Finalmente, lo conocí, y con paciencia, pues era tímido, al menos conmigo, le fui sacando algunas frases. Aquel silencio suyo no ofendía: lo acompañaba de una sonrisa cálida y de una mirada clara. Me dijo que no escribía aún poemas; se trataba de un lector puro. Por eso digo que fue mi lector, porque, aunque un puñado de personas habían leído mis libros, eran en su mayoría —excepción hecha de la familia— otros poetas. Los poetas nos leemos unos a otros con un interés profesional, para ver qué hace la competencia o, simplemente, para estar al día. Pero si el juicio crítico de los parientes se ve enturbiado por la sangre, que es más espesa que la tinta; el de los poetas se ve eclipsado por el amor a la obra propia.
Si hablo de Gonzalo como lector mío no es por darme importancia, aunque tener un lector, uno sólo, tenga muchísima. Hablo de él como lector porque es como le conocí, y porque creo que a la gente de una pieza basta rozarla un poco para oír cómo tañe el metal de su campana.
Me lo encontraba después, de vez en cuando, en la playa o en la puerta —cómo no— de la Biblioteca Pública.
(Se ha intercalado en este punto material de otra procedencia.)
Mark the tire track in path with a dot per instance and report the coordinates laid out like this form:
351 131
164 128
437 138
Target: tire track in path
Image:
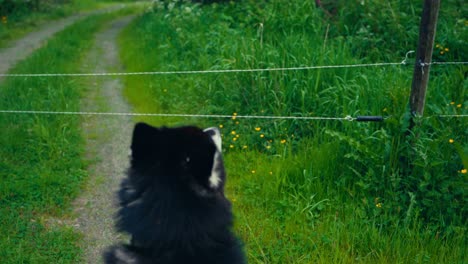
107 145
20 49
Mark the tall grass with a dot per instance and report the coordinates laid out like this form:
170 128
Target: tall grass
41 168
318 191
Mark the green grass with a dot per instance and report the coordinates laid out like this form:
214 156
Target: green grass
23 20
318 191
41 165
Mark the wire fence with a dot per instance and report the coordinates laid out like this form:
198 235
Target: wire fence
301 68
225 71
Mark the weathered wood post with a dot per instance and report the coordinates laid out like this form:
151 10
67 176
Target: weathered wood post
422 65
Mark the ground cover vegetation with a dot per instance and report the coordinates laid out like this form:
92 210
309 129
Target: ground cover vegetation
18 17
321 191
41 165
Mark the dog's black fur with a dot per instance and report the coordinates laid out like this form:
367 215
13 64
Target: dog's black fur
171 204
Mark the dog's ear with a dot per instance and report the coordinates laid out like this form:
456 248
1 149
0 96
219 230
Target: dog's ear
145 140
215 135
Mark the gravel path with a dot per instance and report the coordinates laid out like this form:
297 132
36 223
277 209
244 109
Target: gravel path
23 47
108 141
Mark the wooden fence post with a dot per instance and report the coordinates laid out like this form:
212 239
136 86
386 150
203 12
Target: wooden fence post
422 65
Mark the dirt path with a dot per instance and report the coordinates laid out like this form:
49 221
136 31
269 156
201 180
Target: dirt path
23 47
108 141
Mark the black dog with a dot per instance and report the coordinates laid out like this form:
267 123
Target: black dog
173 203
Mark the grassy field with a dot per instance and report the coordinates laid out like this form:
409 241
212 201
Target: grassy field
41 165
322 191
22 18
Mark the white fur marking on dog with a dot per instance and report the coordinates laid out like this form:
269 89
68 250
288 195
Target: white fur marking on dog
215 179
Así, fui asistiendo a sus avances en el estudio de la Literatura y a la ilusión con que encaraba sus nuevos proyectos, como aquel viaje de la beca Erasmus o sus primeros poemas. Yo, que no había tenido el valor de dar el cambiazo y acabé mi carrerita de Derecho, tendría que haber envidiado su valentía, pero, ante aquella sonrisa, a lo más que llegaba era a la admiración, que es la única envidia sana. No quise que subiese la escalera de la Biblioteca para sacar mi tercer libro, y en cuanto se publicó se lo regalé.
Da mucha rabia que alguien muera tan joven, sin causa. Gonzalo tendría que haber vivido muchos años; pero si tenía que morir joven, como los amados de los dioses, hubiera debido ser, como a él le gustaba, ayudando a alguno de sus amigos. Y siempre más tarde, cuando yo, venciendo la timidez que no tengo, pero que él me contagiaba, hubiera podido decirle cuánto me animó, cuánto me ayudó su firma adolescente en la tarjeta de préstamo de mis libros de poesía.